Reorganize My Profile

As you may have guessed, I am testing a new PowerShell profile.  My old one had been around for a few years and was based in my knowledge and PowerShell's features at the time.  Here are the principles I am using for my new profile:
  • I'm organizing the functions I most often use into modules and leaving out special-purpose scripts. I'm putting all organization-related items in one module and trying to generalize all the other modules for sharing/publishing purposes.
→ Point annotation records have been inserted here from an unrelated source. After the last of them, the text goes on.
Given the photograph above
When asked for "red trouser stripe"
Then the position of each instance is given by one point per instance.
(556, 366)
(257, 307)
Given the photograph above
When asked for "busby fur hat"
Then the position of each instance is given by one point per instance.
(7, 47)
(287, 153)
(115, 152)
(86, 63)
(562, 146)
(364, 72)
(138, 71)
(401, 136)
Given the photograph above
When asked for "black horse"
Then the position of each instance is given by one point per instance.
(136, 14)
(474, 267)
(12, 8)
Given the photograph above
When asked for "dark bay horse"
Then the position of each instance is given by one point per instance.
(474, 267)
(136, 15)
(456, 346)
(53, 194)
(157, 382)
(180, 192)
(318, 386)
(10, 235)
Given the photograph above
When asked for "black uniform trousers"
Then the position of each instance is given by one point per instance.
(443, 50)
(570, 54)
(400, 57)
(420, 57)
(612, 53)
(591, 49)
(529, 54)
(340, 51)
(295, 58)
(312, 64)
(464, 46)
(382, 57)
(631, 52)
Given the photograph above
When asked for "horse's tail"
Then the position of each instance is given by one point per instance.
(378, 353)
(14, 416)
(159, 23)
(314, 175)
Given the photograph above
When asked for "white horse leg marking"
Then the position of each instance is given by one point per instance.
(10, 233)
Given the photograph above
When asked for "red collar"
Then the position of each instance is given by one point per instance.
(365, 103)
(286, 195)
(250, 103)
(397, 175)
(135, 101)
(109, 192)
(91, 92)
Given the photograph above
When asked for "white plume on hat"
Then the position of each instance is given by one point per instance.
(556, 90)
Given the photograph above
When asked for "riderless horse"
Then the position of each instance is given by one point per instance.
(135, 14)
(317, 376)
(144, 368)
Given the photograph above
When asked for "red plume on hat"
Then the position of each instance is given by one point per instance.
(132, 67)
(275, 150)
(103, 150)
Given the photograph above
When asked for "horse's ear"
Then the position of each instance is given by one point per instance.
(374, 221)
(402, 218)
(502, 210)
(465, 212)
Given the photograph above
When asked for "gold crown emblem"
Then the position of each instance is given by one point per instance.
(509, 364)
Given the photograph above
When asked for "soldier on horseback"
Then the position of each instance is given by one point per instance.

This includes using environment variables like $env:USERDNSDOMAIN
  • Instead of import statements or complicated ways to check for modules or elevated prompt, I am using Requires statements on each file (only one per file is allowed).  For more info, use  Get-Help about_requires
  • Since PowerShell 3, modules are loaded on-demand.  Any modules that show up in Get-Module -ListAvailable are included in this.  If a script or module requires a module that is available, then that module is imported automatically. 
  • To add a module to -ListAvailable, create a .PSM1 file and put it in Documents\WindowsPowerShell\Modules\modname, and the folder and PSM1 file names have to match.  I'm moving my modules here in this format.
  • Instead of typing the long path to my WindowsPowerShell folder, I created a PSDrive (map) called my:
    $null = New-PSDrive -Name my -Root (Split-Path -Path $PROFILE -Parent) -PSProvider FileSystem

So how do you organize your scripts? Leave a comment below!

Thursday, August 6, 2015

Test Profile

Want to test your new profile script without loading your existing one(s)?  Run this from the Run command:
powershell.exe /noexit /noprofile /file myfile.ps1

Here are some other parameters for powershell.exe
Find out more about profiles here.

Parameter Validation

To summarize Glenn Sizemore from the Scripting Guys blog, here is how you can validate your PowerShell parameters when you write your own script (requires V2):
Param(
[ValidateSet("Department", "AppData")][string]$type,
[ValidateRange(10, 25)][int]$size,
[ValidateScript({Test-connection $_ -count 2 -quiet})][string]$computername
)

And since version 3, the PowerShell ISE is smart enough (via Intellisense) to show you your choices in a drop-down for a ValidateSet parameter.